Case Description:We illustrate the case of a 68-year-old male who presented with coma, ocular gaze palsy, and severe bradycardia from bilateral thalamic nuclei and midbrain infarction, as described as an artery of Percheron infarction. The patient recovered neurologically under conservative treatment with a residual vertical diplopia from downward gaze palsy. He underwent cardiac pacer implantation for severe bradycardia at the end of his admission. The thalamic pathway associated with cardiac rhythm, especially the zona inserta, is discussed. Publications related to the artery of Percheron are reviewed.

Conclusion:Coma and ocular gaze palsy are the most common presentations following thalamic and midbrain ischemia from artery of Percheron infarction. To our knowledge, only a single case of artery of Percheron infarction with severe bradycardia has been reported in the past. Our case attested the role of thalamic nuclei controlling cardiac rhythm.

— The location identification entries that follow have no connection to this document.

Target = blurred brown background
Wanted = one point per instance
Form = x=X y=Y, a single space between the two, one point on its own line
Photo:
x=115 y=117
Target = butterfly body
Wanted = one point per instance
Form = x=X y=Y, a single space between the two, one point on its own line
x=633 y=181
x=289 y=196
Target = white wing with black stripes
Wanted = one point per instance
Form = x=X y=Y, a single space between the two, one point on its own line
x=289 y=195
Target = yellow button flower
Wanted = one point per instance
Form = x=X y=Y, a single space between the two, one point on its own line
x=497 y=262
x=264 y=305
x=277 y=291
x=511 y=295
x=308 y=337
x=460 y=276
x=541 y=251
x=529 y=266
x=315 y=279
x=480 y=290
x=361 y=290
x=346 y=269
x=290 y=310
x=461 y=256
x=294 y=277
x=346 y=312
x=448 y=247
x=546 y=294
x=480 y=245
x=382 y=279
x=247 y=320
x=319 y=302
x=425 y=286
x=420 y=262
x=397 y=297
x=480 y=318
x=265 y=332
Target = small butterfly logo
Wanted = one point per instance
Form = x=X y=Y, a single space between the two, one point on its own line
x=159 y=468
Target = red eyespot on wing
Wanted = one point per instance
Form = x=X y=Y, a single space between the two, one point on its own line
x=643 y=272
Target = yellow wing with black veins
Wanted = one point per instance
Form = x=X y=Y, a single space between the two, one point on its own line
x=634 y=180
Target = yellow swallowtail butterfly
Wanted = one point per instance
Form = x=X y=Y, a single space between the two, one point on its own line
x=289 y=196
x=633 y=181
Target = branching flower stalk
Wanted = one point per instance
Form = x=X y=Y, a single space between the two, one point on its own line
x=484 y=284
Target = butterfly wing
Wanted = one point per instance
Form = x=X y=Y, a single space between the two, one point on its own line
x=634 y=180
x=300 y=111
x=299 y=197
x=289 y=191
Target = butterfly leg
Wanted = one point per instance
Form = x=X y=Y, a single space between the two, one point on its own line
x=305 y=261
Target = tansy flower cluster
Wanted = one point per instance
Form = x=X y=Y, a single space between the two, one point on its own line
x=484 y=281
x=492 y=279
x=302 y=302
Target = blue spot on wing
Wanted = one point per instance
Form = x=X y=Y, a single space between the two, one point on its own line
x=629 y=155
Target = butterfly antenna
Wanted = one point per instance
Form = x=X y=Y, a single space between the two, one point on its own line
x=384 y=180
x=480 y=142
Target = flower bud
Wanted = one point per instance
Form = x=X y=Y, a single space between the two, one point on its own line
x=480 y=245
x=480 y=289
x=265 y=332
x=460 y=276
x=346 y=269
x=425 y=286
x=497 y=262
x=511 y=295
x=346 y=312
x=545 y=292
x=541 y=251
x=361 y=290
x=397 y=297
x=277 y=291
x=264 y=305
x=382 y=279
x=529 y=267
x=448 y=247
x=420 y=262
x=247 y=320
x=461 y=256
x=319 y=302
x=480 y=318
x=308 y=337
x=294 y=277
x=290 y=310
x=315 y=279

Keywords: Artery of Percheron, coma, severe bradycardia, thalamic infarct, Zonainserta


The artery of Percheron arises as a single common trunk from one of the posterior cerebral arteries (PCA), and provides a bilateral arterial blood supply to the paramedian thalamic and rostral midbrain.[ 6 14 ] Artery of Percheron variance is rare, with an incidence of 11.7% from cadaveric study.[ 6 ] The most common clinical presentations are coma and ocular movement disorders.[ 1 2 3 ] There are four patterns of magnetic resonance imaging (MRI) diffusion study, (1) bilateral paramedian thalamic with midbrain infarction (43%), (2) bilateral paramedian thalamic without midbrain infarction (38%), (3) bilateral paramedian thalamic with anterior thalamic and midbrain infarction (14%), and (4) bilateral paramedian thalamic with anterior thalamus without midbrain infarction (5%).[ 7 ] From a neurophysiology stand point, the thalamus is the part of Reticular Activating System (RAS) that mediates consciousness by connecting the brainstem, thalamus, and cerebral cortex.[ 6 ] The thalamus not only functions to maintain consciousness through the RAS but it also controls the cardiovascular response center at the zona incerta area.[ 12 ] Regarding the cardiovascular connection, zona inserta receives afferent fibers from the anterior insular cortex before sending efferent fibers to the cardiovascular center in medulla.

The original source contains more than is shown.